U.S. crude fell to an intra-session low of $100.13 at 12:56 p.m. EST, where it found support near the 200-day moving average of $100.02. U.S. oil settled 11 cents higher at $101.56 per barrel.
Brent settled 34 cents higher at $108.10, but was not able to push higher than its 200-day moving average.
Obama's comments came hours after he ordered sanctions on people responsible for Moscow's military intervention in Ukraine, including travel bans and freezing of their U.S. assets.
Crimea's Moscow-backed parliament voted to allow the southern Ukrainian region to become part of Russia earlier on Thursday.

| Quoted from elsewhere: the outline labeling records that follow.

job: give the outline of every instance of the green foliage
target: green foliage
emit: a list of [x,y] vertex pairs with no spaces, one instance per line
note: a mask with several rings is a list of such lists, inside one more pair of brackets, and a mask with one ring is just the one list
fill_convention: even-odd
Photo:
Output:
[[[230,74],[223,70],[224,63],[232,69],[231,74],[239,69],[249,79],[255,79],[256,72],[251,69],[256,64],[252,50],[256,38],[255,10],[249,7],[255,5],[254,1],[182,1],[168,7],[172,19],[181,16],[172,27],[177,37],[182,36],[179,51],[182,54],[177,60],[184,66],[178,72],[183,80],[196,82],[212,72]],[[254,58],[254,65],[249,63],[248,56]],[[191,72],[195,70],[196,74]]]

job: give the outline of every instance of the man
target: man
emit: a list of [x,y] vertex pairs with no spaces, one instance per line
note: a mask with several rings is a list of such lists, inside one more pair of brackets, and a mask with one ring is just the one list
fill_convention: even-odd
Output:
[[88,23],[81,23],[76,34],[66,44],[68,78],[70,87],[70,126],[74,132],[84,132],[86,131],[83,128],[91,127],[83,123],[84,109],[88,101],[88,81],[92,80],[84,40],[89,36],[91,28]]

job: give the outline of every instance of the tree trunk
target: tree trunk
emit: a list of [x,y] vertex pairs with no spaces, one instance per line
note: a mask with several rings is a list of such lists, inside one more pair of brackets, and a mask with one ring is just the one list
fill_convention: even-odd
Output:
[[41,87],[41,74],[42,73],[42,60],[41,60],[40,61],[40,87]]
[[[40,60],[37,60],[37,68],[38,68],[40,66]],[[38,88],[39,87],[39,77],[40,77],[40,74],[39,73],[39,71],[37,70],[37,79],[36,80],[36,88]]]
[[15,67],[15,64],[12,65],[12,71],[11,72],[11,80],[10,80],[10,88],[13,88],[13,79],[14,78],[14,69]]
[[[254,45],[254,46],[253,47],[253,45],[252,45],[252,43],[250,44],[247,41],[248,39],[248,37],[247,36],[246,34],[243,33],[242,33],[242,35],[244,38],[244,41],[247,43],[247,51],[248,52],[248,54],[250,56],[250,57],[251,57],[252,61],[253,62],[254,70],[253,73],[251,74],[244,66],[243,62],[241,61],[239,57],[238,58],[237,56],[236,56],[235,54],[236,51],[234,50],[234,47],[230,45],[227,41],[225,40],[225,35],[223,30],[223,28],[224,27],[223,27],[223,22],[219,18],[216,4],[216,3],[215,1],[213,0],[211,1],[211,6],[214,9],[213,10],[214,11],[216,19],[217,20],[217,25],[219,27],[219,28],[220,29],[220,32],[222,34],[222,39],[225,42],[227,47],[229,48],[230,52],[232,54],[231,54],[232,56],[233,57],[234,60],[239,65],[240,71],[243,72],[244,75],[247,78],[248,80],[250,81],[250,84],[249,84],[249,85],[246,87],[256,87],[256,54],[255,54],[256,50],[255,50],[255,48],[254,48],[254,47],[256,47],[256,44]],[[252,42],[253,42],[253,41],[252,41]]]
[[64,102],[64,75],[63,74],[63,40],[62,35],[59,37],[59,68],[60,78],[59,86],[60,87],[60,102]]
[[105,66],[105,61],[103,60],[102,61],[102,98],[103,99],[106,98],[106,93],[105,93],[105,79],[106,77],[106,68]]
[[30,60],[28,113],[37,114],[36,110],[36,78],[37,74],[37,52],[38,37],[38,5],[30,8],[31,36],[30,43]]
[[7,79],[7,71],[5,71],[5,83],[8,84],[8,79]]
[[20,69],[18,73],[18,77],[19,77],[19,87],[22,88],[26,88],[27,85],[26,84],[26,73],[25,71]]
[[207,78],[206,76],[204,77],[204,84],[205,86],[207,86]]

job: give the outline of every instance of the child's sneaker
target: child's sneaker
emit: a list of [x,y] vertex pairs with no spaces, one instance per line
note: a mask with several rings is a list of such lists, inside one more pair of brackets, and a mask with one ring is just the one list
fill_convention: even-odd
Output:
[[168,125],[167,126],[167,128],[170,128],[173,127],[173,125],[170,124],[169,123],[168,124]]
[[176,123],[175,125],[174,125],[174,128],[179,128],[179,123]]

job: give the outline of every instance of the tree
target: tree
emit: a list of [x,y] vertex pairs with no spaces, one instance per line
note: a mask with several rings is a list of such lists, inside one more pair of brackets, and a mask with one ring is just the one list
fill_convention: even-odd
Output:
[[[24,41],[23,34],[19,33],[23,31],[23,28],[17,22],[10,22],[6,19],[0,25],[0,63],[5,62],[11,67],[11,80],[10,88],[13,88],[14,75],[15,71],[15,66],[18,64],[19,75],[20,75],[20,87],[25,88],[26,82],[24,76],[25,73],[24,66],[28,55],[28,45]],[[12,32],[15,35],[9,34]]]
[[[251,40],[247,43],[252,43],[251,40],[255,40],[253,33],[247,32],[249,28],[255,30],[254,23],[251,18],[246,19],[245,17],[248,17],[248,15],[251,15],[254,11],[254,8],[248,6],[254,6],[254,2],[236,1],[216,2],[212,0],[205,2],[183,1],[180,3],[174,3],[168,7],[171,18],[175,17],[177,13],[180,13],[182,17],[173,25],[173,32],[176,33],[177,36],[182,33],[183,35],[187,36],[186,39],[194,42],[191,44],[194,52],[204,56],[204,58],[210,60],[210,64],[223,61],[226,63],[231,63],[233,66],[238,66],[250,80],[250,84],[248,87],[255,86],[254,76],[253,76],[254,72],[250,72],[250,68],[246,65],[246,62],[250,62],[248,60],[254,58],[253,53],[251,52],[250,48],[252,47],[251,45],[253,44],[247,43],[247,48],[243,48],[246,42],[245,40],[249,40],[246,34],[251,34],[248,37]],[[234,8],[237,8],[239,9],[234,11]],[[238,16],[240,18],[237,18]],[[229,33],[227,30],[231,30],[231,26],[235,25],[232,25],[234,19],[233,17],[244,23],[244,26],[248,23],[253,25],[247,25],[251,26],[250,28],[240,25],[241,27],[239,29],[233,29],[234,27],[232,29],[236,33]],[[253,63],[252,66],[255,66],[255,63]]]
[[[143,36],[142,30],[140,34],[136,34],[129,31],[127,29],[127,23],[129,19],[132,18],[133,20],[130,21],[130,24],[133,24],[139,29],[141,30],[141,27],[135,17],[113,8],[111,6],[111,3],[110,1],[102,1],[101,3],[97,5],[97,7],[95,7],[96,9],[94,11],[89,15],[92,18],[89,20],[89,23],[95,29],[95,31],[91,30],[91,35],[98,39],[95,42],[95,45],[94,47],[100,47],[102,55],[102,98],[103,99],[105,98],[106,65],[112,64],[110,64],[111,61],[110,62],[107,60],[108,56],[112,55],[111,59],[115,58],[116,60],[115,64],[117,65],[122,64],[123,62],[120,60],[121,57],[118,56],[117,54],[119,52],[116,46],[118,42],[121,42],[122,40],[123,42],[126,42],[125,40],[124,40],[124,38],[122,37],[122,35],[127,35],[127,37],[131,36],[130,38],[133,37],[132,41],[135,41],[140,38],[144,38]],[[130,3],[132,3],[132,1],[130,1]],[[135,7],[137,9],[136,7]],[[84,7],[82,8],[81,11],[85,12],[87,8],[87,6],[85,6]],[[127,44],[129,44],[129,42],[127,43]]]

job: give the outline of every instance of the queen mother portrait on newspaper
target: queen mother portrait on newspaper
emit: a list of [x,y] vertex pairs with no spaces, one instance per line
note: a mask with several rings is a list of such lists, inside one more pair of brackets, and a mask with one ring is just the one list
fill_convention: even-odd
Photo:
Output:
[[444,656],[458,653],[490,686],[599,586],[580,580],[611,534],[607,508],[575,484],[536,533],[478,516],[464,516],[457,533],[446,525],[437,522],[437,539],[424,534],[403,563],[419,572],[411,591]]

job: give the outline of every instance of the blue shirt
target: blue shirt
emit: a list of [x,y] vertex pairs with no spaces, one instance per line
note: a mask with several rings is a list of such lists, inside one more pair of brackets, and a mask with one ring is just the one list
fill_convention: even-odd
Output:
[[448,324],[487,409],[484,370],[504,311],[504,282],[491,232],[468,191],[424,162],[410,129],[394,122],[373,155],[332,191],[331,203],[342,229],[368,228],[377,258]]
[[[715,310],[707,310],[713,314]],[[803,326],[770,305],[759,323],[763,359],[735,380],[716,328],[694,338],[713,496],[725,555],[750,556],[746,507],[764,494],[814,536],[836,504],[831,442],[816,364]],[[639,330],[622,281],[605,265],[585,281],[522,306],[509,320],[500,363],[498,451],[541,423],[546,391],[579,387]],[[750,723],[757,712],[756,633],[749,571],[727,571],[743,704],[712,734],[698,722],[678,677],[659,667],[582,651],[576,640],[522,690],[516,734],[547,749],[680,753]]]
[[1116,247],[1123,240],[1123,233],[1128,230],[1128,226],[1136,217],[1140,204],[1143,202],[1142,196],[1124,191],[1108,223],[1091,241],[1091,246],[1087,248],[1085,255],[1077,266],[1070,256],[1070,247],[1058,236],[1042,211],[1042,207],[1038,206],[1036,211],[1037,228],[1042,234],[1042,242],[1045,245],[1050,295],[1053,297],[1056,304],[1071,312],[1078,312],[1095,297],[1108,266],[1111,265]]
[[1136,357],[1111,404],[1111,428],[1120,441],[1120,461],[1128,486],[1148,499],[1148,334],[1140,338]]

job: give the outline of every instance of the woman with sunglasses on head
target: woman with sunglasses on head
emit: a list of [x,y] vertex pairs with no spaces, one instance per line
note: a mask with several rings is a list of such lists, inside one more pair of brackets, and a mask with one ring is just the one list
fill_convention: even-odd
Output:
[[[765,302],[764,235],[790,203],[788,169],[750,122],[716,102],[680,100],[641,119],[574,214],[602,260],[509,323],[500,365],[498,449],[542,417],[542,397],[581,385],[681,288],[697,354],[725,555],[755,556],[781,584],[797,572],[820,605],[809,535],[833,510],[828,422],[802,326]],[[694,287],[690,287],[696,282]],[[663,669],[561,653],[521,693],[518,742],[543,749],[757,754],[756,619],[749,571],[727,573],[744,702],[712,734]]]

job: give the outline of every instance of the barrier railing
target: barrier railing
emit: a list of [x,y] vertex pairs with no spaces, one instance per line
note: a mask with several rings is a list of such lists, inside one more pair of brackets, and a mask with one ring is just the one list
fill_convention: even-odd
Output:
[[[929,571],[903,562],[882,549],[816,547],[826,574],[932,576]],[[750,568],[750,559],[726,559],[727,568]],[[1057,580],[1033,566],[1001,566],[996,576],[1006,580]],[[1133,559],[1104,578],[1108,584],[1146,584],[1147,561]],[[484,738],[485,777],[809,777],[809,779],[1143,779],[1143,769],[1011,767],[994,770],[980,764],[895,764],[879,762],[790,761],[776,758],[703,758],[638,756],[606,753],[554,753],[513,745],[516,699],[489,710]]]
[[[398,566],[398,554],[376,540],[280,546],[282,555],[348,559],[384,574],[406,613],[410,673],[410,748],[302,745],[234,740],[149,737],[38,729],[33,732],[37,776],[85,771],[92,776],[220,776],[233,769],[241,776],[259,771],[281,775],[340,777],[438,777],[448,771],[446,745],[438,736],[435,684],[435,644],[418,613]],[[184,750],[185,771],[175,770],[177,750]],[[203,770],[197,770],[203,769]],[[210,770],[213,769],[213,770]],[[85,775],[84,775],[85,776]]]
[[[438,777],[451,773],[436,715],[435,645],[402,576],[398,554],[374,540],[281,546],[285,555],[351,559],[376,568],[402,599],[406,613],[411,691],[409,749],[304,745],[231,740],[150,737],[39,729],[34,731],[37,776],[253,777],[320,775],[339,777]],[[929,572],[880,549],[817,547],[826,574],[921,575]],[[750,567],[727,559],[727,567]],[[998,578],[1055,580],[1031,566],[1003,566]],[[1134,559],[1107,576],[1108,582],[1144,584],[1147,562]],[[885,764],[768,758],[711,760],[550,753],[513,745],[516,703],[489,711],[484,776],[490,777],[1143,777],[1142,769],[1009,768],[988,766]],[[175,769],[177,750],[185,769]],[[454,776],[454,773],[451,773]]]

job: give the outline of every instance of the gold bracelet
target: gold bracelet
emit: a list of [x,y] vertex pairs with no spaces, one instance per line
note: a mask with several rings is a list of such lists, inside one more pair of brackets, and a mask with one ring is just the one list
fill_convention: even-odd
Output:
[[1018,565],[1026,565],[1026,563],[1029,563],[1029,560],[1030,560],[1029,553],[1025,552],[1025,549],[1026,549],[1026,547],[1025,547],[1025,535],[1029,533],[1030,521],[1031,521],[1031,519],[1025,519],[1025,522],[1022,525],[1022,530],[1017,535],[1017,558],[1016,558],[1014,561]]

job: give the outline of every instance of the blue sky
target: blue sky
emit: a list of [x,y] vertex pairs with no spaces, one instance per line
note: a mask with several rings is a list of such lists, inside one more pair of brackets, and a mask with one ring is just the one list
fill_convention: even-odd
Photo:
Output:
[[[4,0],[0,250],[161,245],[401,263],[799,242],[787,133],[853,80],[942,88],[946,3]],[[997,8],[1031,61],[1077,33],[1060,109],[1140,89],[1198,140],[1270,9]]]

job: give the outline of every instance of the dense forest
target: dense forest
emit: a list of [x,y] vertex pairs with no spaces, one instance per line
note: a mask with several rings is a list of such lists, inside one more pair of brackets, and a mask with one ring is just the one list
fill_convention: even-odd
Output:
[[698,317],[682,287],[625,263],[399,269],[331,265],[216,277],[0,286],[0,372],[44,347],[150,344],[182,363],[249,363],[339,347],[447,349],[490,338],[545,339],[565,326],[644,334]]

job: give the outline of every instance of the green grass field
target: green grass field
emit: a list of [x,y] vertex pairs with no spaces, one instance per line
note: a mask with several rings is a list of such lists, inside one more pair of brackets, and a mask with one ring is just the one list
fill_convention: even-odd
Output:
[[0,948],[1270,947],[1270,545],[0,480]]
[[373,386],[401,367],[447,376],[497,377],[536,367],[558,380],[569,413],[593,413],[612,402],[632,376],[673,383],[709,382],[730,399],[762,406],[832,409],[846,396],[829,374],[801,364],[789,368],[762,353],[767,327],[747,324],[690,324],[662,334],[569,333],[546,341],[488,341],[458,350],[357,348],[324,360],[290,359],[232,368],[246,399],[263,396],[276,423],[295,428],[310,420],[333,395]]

Also supporting U.S. crude, jobless claims fell by 26,000 to a three-month low last week, a positive sign for the labor market, according to data released Thursday. But manufacturing activity slowed in January, indicating a potential fall in energy demand.
Capping gains in oil were the record high levels of U.S. crude inventories on the Gulf Coast that had built up ahead of refinery maintenance season when demand typically falls.
Traders awaited Friday's nonfarm payrolls data for a fuller indication of economic strength in the world's largest oil consumer.
A Reuters survey forecast an increase of 149,000 jobs in February, stronger than the weather-depressed gains of 113,000 in January and 75,000 in December.
Nonfarm payrolls are due to be released Friday at 8:30 a.m. EST (1330 GMT).